Another insight into Reed’s brain is the lyrics, all of which he writes himself. Celebrating the beauty and function of washing machines, seeing the world from a worm’s-eye view, becoming a raindrop or singing the praises of a harmonic generators all suggest a love of nature and technology, a consonance between organic matter and metal, much like the album itself.

“The first thing Vince said when I played him stuff was, ‘This is all very optimistic’,” Reed says. “I don’t know what that means, but it’s an ode to science. It’s funny, because I read a couple of interviews with Andy McCluskey saying that their songs were an ode to science, but everyone mistook them for love songs. What I’m doing can’t be mistaken for a boy meets girl thing, it’s really about washing machines and electrons!”

Having Vince Clarke – the man behind countless classics with Depeche Mode, Yazoo and Erasure – as a label boss is pretty much a dream come true for Reed & Caroline. Luck played a significant part, with Vince hearing their music through a mutual friend.

“He said, ‘This is great, I’m just starting a label, do you have more stuff like this?’. I said, ‘Yeah!’,” Reed recalls. “Of course, I had to scramble. I had a couple of months, and quickly wrote a bunch of other songs, and had Caroline come in and sing on them.”

Vince and the New York-based Reed have since become good friends, bonding over their nerdy love of synths.

“It’s great,” Reed grins. “We just talk about synths all the time. I was at lunch with him the other day and there was a lull in the conversation, and he just said, ‘I really like analogue sequencers’ and we were off again.”

Reed thinks he knows why Vince likes their music, too.

“We are almost the opposite of what Vince does. He’s always had these very dramatic singers, you know Alison Moyet, Andy Bell, they’re really belting and they complement his very interesting, but very simple synthesisers. I was trying to do something with a very simple vocal so all the little Buchla blips and blops could dance around that and the vocal would act as the foundation.”

The day after Electronic Sound spoke to Reed, we hear of Don Buchla’s sad passing. Buchla, the legendary Californian synth pioneer who gave his name to a series of innovative analogue synthesisers, and whose machines can be heard on many classics of electronic music, was a huge inspiration to Reed.

“I only spoke to him two or three times. He was a man of few words and long pauses,” Reed says. “Probably within those pauses his neurons were making connections in totally unique ways. Things I figured out how to do after years and years of playing with Buchla’s modules, he had probably thought of in an instant in the middle of a long pause at some point before I was even born.”

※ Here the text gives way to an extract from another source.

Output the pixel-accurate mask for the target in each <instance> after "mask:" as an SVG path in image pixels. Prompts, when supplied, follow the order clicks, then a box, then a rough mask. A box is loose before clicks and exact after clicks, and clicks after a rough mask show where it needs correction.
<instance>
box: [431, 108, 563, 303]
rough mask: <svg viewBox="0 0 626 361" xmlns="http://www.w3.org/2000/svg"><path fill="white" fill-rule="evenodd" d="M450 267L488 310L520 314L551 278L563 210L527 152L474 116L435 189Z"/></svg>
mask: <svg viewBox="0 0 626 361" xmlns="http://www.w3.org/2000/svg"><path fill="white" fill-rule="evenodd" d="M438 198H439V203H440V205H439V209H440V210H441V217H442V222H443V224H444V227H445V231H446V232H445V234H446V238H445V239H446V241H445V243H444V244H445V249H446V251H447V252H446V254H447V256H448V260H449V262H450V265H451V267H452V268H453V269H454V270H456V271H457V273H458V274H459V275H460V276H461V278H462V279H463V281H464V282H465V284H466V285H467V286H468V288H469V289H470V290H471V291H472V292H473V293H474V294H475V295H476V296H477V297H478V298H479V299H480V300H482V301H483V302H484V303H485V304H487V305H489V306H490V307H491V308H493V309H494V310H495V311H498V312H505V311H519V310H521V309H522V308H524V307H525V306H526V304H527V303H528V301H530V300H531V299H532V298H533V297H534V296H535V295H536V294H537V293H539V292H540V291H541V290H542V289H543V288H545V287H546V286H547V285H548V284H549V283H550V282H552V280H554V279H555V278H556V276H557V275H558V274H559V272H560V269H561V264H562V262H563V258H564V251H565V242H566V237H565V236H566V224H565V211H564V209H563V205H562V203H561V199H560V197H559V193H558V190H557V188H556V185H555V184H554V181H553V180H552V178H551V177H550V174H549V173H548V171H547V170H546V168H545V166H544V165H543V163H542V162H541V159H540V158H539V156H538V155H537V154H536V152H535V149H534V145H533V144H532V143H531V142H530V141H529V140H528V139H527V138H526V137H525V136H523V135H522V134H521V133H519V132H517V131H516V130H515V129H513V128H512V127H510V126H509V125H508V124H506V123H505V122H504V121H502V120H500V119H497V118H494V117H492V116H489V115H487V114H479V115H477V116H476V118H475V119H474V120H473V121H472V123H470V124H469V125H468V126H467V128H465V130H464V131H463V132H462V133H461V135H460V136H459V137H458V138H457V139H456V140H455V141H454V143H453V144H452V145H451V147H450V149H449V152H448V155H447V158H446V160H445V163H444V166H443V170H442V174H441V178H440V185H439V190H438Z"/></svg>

That Buchla’s exceptional musical machines live on, and are celebrated by artists like Reed & Caroline is a great credit to the man. On ‘Buchla & Singing’, Reed manages to tease all manner of sounds from the instrument, to the extent that it’s almost the living third member of the band. Listening to the record, it’s hard not to be captivated by its almost sentient nature.

“It’s your idea originally, but it’s the Buchla’s take, so it is a collaborator in that way,” Reed signs off.

Luckily, the legacy of Buchla’s incredible machine, and that of electronic music at its blissful, optimistic best, is safe in Reed & Caroline’s hands.